Membrane Technology

Projects

Membrane fouling control for improving MBR performance

This project addressed technical barriers to the wider acceptance and use of membrane bioreactor processes in wastewater treatment and wastewater reuse applications. In particular, fouling of membrane bioreactors lowers their permeability, necessitating frequent cleaning and replacement. Recent research has provided better insight into the main causes of fouling and how the mechanisms that cause it relate to the composition of the wastewater or sludge being treated. The project addressed how to reduce fouling and improve efficacy of treatment while reducing costly energy consumption from membrane bioreactors.

A series of pilot plant tests were conducted using three state-of-the-art ZW-500® MBR pilot plants at City of Guelph Wastewater Treatment Plant. During these tests, the increases in transmembrane pressure due to the occurrence of membrane fouling were continuously monitored to calculate both reversible and irreversible fouling rates. A model was also developed and the results showed that the model can accurately predict the irreversible biofouling rates. The research also developed a two-stage membrane biofilm reactor (MBFR) system for simultaneous autotrophic nitrification and denitrification of wastewater effluents.

Results from research improved the ability to achieve high-quality effluent through application of integrated innovative membrane technologies for conventional and emerging contaminants.

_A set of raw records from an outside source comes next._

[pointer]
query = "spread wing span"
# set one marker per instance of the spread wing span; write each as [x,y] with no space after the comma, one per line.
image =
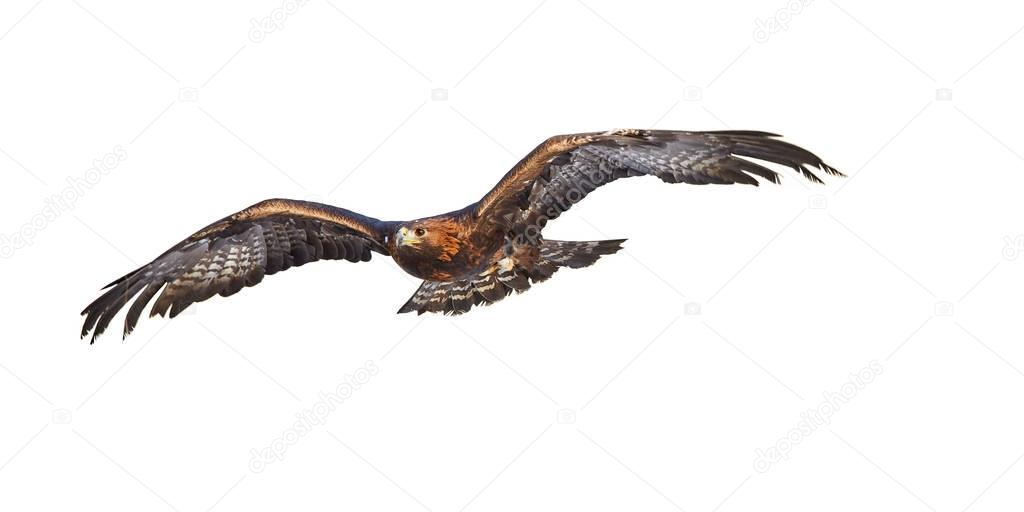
[564,169]
[237,252]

Enhancing the Sustainability of Membrane Processes Used for Drinking Water

This project addressed barriers to the more widespread application and effectiveness of membrane technologies for drinking-water treatment in Canada and worldwide. Research will determine the true value of process performance when membrane processes are integrated into new or existing facilities and will support improved system operation and reliability. The project is also identifying raw water quality “boundaries” for which membrane processes can potentially become less sustainable than more conventional processes; and issue particularly of interest to small systems and systems with poor raw-water quality.